Ackerrandstreifen bieten jedoch Deckung und tragen gemeinsam mit Hecken und Feldgehölzen zum Biotopverbund bei: Wie ein geheimes Wegenetz erlauben sie Rebhuhn, Eidechse und Co. ungesehen zwischen Schlaf-, Brut- und Nahrungshabitaten hin- und herzuwandern. Bodenbrüter wie Schafstelze oder Lerche finden hier Nistmöglichkeiten; feuchtigkeitliebende Tiere wie Frösche oder Kröten schattige Rastplätze.

 

Und auch der Mensch profitiert von den abwechslungsreichen Grünstreifen, da sie zum Schutz der Böden beitragen: Durch die ganzjährige Begrünung und die im Vergleich zum Weizenfeld doppelt so hohe Anzahl an Regenwurmröhren kann ein Quadratmeter naturbelassener Ackerrand wesentlich mehr Wasser als ein gleichgroßes Stück Feld aufnehmen und so – besonders in Gewässernähe – Überflutungen entschärfen. Indem sie an Hängen den Abfluss wertvollen Mutterbodens stoppen, sind die krautig bewachsenen Areale darüber hinaus ein wirksames Mittel im Kampf gegen Schlammlawinen.

Kein Wunder also, dass die meisten Bundesländer „Ackerrandstreifenprogramme“ aufgelegt haben, die die Umwandlung intensiv genutzter Felder in entsprechende Flächen finanziell unterstützen. Die Nachfrage nach einer solchen Förderung ist jedoch regional sehr unterschiedlich – zu viel Papierkram schreckt so manchen willigen Landwirt ab.

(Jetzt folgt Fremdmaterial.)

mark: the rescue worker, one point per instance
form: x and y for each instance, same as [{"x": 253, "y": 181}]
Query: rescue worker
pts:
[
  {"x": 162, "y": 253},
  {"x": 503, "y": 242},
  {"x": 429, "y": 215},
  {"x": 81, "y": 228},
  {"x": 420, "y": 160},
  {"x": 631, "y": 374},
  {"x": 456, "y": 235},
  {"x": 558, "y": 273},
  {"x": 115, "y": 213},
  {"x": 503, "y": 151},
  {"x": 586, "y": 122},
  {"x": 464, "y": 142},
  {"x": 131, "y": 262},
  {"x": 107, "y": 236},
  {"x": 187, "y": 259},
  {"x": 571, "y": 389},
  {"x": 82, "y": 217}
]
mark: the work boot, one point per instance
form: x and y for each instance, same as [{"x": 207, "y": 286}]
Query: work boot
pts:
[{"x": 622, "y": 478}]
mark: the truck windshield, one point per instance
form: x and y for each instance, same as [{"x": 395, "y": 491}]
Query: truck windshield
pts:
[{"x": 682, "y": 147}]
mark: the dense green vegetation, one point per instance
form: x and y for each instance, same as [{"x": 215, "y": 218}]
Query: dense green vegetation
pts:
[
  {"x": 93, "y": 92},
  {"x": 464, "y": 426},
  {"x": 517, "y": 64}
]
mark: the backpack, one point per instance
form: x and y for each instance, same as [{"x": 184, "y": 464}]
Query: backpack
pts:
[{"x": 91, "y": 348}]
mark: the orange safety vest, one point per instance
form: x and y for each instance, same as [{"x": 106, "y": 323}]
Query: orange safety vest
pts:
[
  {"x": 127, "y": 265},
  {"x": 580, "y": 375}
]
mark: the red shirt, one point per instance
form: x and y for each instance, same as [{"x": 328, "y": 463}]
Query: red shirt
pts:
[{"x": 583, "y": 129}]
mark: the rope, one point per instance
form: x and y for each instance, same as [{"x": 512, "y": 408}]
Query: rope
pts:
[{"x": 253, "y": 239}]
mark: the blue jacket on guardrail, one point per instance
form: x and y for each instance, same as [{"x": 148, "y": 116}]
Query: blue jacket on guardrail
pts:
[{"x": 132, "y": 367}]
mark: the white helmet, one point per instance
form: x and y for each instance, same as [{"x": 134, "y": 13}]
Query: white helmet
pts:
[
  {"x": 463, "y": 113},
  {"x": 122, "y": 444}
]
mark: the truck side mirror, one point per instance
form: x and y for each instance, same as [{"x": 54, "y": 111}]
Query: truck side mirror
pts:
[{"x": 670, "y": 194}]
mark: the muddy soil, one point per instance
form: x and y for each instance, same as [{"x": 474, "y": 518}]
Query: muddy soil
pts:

Eine letzte Chance für die Ackerwildkräuter stellen daher vielleicht die Laboratorien der Industrie dar: Als Stammformen von Kultur- und Zierpflanzen wie Feldsalat und Garten-Margerite dienen sie dort als Ausgangsmaterial für die Züchtung neuer Arten. Rettung für Kornrade, Esparsette, Leimkraut und Wiesen-Pippau also durch Reagenzgläser in der Gen-Datenbank? Sicher eine Möglichkeit, aber bei Weitem nicht die Schönste.

 

 

Sabine Meisel

Naturförderungsgesellschaft Ökologische Station Borna-Birkenhain e. V.